Dolores hizo sonar la campanilla que había sobre la mesa de noche, con el fin de llamar a Casilda. Como norma de elemental educación establecida, alguien debía acompañar a su prometido hasta la puerta, y mejor que fuese la doncella y no Agustina.

La sirvienta acudió de inmediato.

—¿Desea algo, doña Dolores?

—El señor Carbonell ya se marcha.

El mallorquín se puso inmediatamente en pie.

—Hasta mañana —se despidió de ella, una vez más.

Ya salía por la puerta, acompañado de Casilda, cuando ambos se encontraron con el ama de llaves. Sostenía una bandeja de plata entre sus manos. Sobre ella podían verse una tetera, un cuenco de cristal con azucarillos y una taza de porcelana, así como una servilleta de ricos bordados y una pequeña cuchara.

—Le he preparado a la señora una tisana de hipérico y rabo-gato. —Se dirigió a Carbonell en un tono de voz visiblemente áspero—. Le sentará bien al estómago.

—Estoy seguro de que Dolores sabrá agradecérselo —respondió, por simple cortesía.

Siguió caminando en pos de la doncella, olvidándose por completo de la censurable mirada que, de soslayo, le había lanzado el ama de llaves antes de marcharse. Cuando llegaron al comedor, Casilda fue aminorando el paso hasta que, con gesto vacilante, se detuvo en seco.

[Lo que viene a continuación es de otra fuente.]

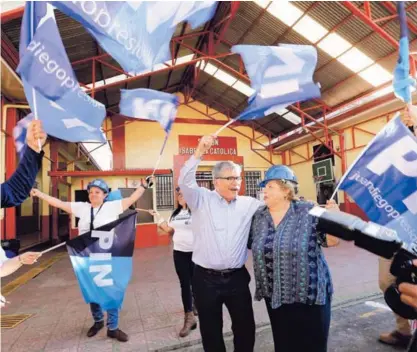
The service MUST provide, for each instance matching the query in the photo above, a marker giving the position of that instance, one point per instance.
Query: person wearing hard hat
(291, 272)
(100, 210)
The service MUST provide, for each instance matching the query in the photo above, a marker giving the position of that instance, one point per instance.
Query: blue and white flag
(102, 261)
(51, 88)
(19, 134)
(149, 104)
(280, 75)
(402, 82)
(136, 33)
(383, 180)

—¿Algún problema? —El policía la miró extrañado.

—Sé que es un atrevimiento por mi parte… —se mordió el labio inferior. No sabía cómo pedirle el favor que precisaba—, pero es que doña Rosalía, la cocinera, ha ido a la botica a comprar el tónico de la señora y no tengo a quién acudir. ¿Podría usted ayudarme? —preguntó con cierto embarazo—. Solo será un segundo.

—Por supuesto que sí. ¿De qué se trata?

—He de transportar un cesto con patatas desde la despensa a la cocina. Como pesa demasiado para una sola persona, necesito que alguien sostenga la otra asa. No se lo pediría si no fuera porque le tengo confianza. De lo contrario, señor… ¡Cómo se me iba a ocurrir a mí molestar a una visita!

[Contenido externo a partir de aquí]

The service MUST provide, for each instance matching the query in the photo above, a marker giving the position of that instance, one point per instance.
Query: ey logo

—¡Va, mujer! —Le restó importancia al asunto—. No te azores por eso. Te ayudaré encantado.

—Le estoy muy agradecida. —Sonrió—. Por favor… acompáñeme.

Lo condujo hasta la cocina, en cuyos aparadores se amontonaba la vajilla de porcelana, las ollas y la cristalería, y de allí pasaron al estrecho almacén que hacía las veces de despensa. Casilda abrió la puerta con la llave que guardaba en el bolsillo del mandil. Antes de entrar, accionó el interruptor de la luz.

—¿La ve usted? —Señaló una enorme cesta tejida de mimbre colmada de tubérculos—. Ahí está la maldita. Si tuviera que acarrearla yo sola, seguro que acababa rompiéndome el espinazo.

Hizo el ademán de agacharse para tirar de las asas, pero Carbonell se le adelantó.

—Déjame. Ya lo hago yo.

Mientras el policía se ponía en cuclillas para arrastrar hacia fuera la banasta, Casilda, de forma inconsciente, le echó un vistazo a las distintas alacenas que rodeaban las paredes. Frunció la mirada. Hubo un pequeño detalle que llamó su atención.

—Qué extraño… juraría que estaba aquí —pensó en voz alta.

—¿A qué te refieres? —preguntó Carbonell, girando la cabeza hacia ella.

—Pues que no veo el tarro de veneno que utilizamos para acabar con las ratas. —Comenzó a remover los potes de conserva que había alineados en la estantería, por si estos lo ocultaban—. No me gustaría que volviera a ocurrir lo del año pasado. El error de Isabelita estuvo a punto de ocasionar una auténtica tragedia en esta casa.

—¿Quién es Isabelita? —Se puso en pie.

—Era la primera doncella de doña Dolores… hasta hace unos meses. La despidió porque, como la mujer era un poco necia, confundió el arsénico para las ratas con el azúcar. Lo cierto es que al tener forma de terrones se asemejan bastante. —Exhaló un suspiro, haciendo una breve interrupción en su historia—. El caso es que Isabelita se equivocó de tarro y echó veneno en su café. Estuvo muy enferma a causa de la intoxicación, con fuertes dolores de estómago y vómitos, al igual que… —Calló al instante, abriendo por completo sus ojos como si hubiese visto un fantasma—. ¡Ay, Dios mío! —Horrorizada, se echó las manos a la cabeza—. ¡Que son los mismos síntomas! ¡Que doña Dolores puede que se haya envenenado sin querer con el matarratas!